Opened 17 years ago
Closed 17 years ago
#6908 closed defect (bug) (duplicate)
Creating new users role - a security risk?
Reported by: | CrazySerb | Owned by: | |
---|---|---|---|
Milestone: | Priority: | normal | |
Severity: | normal | Version: | 2.5.1 |
Component: | Security | Keywords: | user roles, group levels |
Focuses: | Cc: |
Description
Ok, I've noticed that when Users with roles less than an Administrator (and if allowed to Create/Edit/Delete users defined in Role Manager (plugin) are able to:
- list all users (which is a bit insecure, as I would expect them to be able only to list users in levels up to their level, not above, like admins)
- edit/delete all users (which is even more insecure, as this way they can simply "upgrade" any of the existing users to admins with no problem)
- add new users with any roles assigned to them, even administrator role.
Could that be fixed, so that users in group with a level of 7 can't see any of the other groups above level 7, and can't create new/edit existing users and assign them any role higher than 7, for example?
Otherwise, this is a major security risk for anyone allowing any users in groups less than administrator to administer other users.
Change History (3)
#1
follow-up:
↓ 2
@
17 years ago
- Milestone set to 2.7
- Priority changed from highest omg bbq to normal
- Severity changed from major to normal
#2
in reply to:
↑ 1
@
17 years ago
Replying to Otto42:
Allowing users to edit users higher than themselves does indeed not make much sense, however the user level number idea is deprecated/not used anymore. Perhaps some way to define an order on the Roles, thus allowing it to determine which roles are above other roles?
This was discussed on another ticket/mailing list, i cant remember where.

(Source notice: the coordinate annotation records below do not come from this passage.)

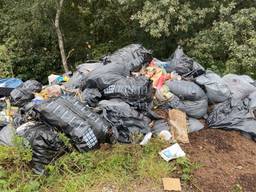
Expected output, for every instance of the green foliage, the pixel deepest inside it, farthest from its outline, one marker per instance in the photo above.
(121, 166)
(5, 62)
(219, 34)
(237, 188)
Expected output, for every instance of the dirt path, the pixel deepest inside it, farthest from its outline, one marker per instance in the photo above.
(227, 159)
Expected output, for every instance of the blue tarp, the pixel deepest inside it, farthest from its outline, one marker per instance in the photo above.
(10, 82)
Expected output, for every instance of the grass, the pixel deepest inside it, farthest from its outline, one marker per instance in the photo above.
(119, 167)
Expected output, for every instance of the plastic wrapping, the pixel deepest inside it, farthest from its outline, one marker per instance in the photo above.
(126, 120)
(85, 128)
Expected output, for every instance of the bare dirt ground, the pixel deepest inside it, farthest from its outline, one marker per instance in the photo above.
(228, 159)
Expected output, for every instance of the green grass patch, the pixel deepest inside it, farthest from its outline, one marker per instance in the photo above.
(120, 166)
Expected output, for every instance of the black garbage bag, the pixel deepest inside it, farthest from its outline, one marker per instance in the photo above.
(104, 76)
(133, 56)
(188, 97)
(91, 96)
(24, 94)
(32, 85)
(239, 85)
(196, 109)
(137, 91)
(234, 116)
(184, 65)
(160, 125)
(85, 128)
(185, 90)
(6, 135)
(45, 144)
(216, 90)
(75, 81)
(85, 68)
(126, 120)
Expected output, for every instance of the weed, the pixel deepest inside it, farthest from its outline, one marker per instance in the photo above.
(237, 188)
(120, 166)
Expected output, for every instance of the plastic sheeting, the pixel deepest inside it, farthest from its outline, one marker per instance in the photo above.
(134, 90)
(7, 135)
(188, 97)
(91, 96)
(24, 94)
(196, 109)
(216, 90)
(238, 116)
(239, 85)
(133, 56)
(185, 90)
(85, 128)
(45, 144)
(104, 76)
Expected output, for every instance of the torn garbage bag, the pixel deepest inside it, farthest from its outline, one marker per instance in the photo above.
(185, 90)
(239, 85)
(230, 116)
(134, 90)
(85, 68)
(196, 109)
(104, 76)
(216, 90)
(45, 144)
(127, 121)
(75, 81)
(24, 94)
(184, 65)
(188, 97)
(133, 56)
(91, 96)
(85, 128)
(194, 125)
(7, 135)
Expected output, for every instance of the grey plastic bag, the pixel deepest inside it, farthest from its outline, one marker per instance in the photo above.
(230, 116)
(216, 90)
(239, 85)
(85, 128)
(185, 90)
(184, 65)
(196, 109)
(6, 135)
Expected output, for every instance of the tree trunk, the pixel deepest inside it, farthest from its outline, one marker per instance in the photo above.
(60, 37)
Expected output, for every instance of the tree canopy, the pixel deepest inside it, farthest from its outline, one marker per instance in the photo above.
(219, 34)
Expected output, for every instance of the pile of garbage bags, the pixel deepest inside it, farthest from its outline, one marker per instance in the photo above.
(116, 99)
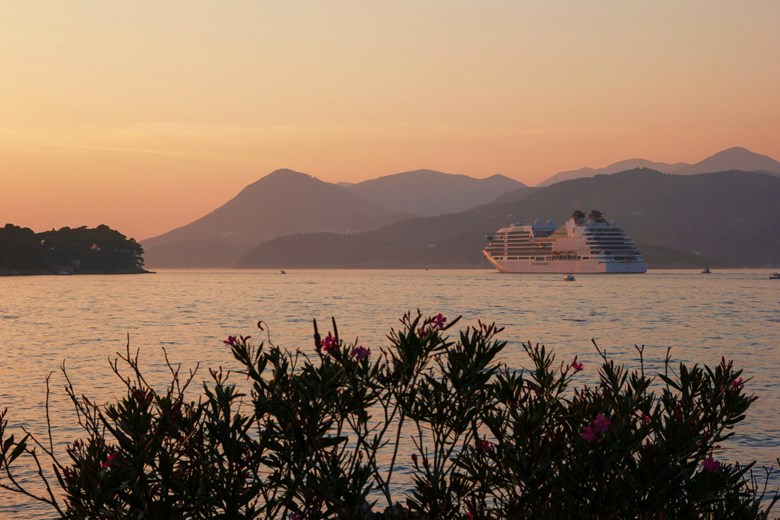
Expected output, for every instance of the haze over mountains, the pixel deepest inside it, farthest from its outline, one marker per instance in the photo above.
(719, 219)
(432, 219)
(427, 192)
(736, 158)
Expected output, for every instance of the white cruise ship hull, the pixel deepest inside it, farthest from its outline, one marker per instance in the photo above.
(584, 244)
(566, 266)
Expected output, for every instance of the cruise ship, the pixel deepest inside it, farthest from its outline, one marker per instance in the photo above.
(585, 244)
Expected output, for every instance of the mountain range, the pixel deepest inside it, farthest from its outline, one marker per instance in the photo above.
(286, 201)
(432, 219)
(736, 158)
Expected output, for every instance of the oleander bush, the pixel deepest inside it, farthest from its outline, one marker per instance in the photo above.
(320, 435)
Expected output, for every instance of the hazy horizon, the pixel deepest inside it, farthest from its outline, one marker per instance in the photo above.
(145, 116)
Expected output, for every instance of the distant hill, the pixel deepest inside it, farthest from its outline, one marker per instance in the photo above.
(428, 192)
(727, 218)
(81, 250)
(735, 158)
(620, 166)
(281, 203)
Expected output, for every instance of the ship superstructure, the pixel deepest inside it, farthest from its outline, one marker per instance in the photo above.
(584, 244)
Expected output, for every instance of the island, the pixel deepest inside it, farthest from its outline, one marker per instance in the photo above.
(81, 250)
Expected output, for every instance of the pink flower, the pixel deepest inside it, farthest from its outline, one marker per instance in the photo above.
(589, 434)
(329, 343)
(438, 321)
(360, 353)
(110, 460)
(710, 465)
(601, 423)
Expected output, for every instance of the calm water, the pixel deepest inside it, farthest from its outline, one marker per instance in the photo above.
(84, 320)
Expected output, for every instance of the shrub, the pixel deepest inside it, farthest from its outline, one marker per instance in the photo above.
(318, 436)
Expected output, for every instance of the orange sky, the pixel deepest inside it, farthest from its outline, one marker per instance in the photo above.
(145, 115)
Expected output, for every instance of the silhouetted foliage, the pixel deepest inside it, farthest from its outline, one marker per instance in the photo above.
(68, 250)
(317, 436)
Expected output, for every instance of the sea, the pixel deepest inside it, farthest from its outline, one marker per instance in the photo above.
(82, 322)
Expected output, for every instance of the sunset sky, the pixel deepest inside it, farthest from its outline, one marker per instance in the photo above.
(145, 115)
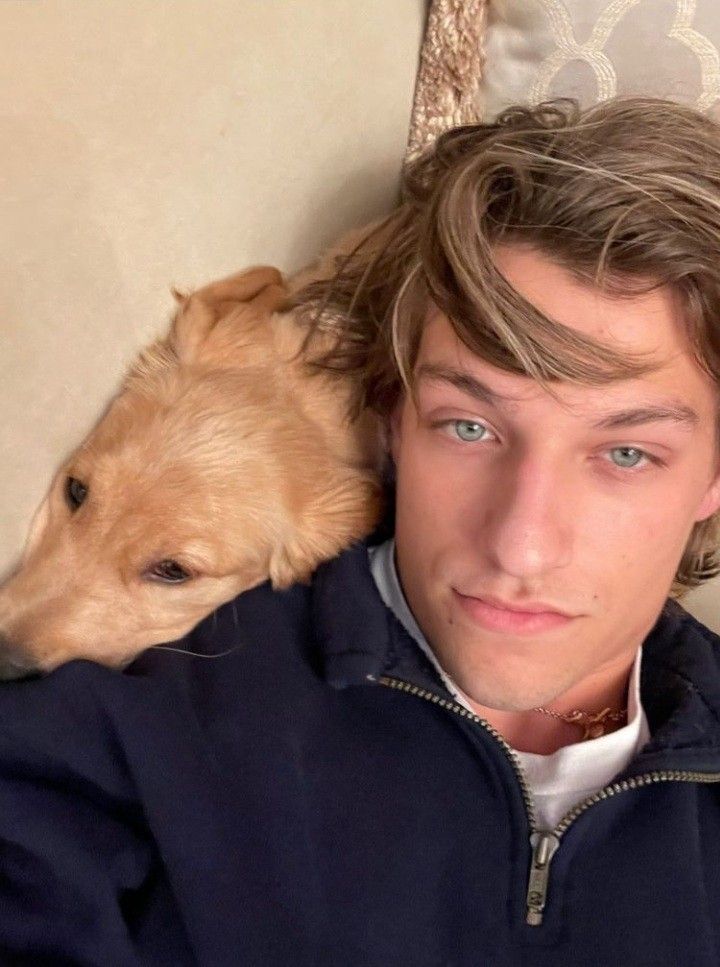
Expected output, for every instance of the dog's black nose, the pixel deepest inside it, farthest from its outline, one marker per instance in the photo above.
(13, 665)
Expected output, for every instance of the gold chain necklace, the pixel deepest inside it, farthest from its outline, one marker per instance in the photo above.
(593, 724)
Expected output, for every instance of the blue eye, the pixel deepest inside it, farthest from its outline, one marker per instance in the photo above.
(468, 430)
(630, 458)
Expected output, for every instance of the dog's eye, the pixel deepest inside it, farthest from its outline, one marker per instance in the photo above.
(75, 492)
(169, 571)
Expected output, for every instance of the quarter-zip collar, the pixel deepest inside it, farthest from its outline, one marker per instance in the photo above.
(680, 680)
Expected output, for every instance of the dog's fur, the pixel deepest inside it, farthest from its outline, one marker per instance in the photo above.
(222, 453)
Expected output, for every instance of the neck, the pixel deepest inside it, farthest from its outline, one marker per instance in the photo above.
(531, 731)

The idea which was suggested that made most sense to me was that users should not be able to create a user with a capability they themselves do not have, so if they do not have the manage_options capability, they should not be able to create a user who would have the manage_options cap. And a similar route for editing users.
#3
@
17 years ago
- Milestone 2.7 deleted
- Resolution set to duplicate
- Status changed from new to closed
It was discussed in #6014, which is identical in principal to this ticket.
To repeat myself, we shouldn't be imposing any ordering on roles:
- An order would be equivalent to the user level numbers (albeit with different labels). We moved away from this.
- We'd never agree on a default ordering (we leave such things to plugins if desired by the user).
Problems arise because people aren't informed of the true extent of 'edit_users' capability. I suggested that the authors of plugins who allow users to mess with capabilities should make it very clear to their users. I still don't believe it's a WordPress issue (although we could look at improving our documentation), but I'll hold off closing the other ticket for risk of upsetting too many people :-)
Allowing users to edit users higher than themselves does indeed not make much sense, however the user level number idea is deprecated/not used anymore. Perhaps some way to define an order on the Roles, thus allowing it to determine which roles are above other roles?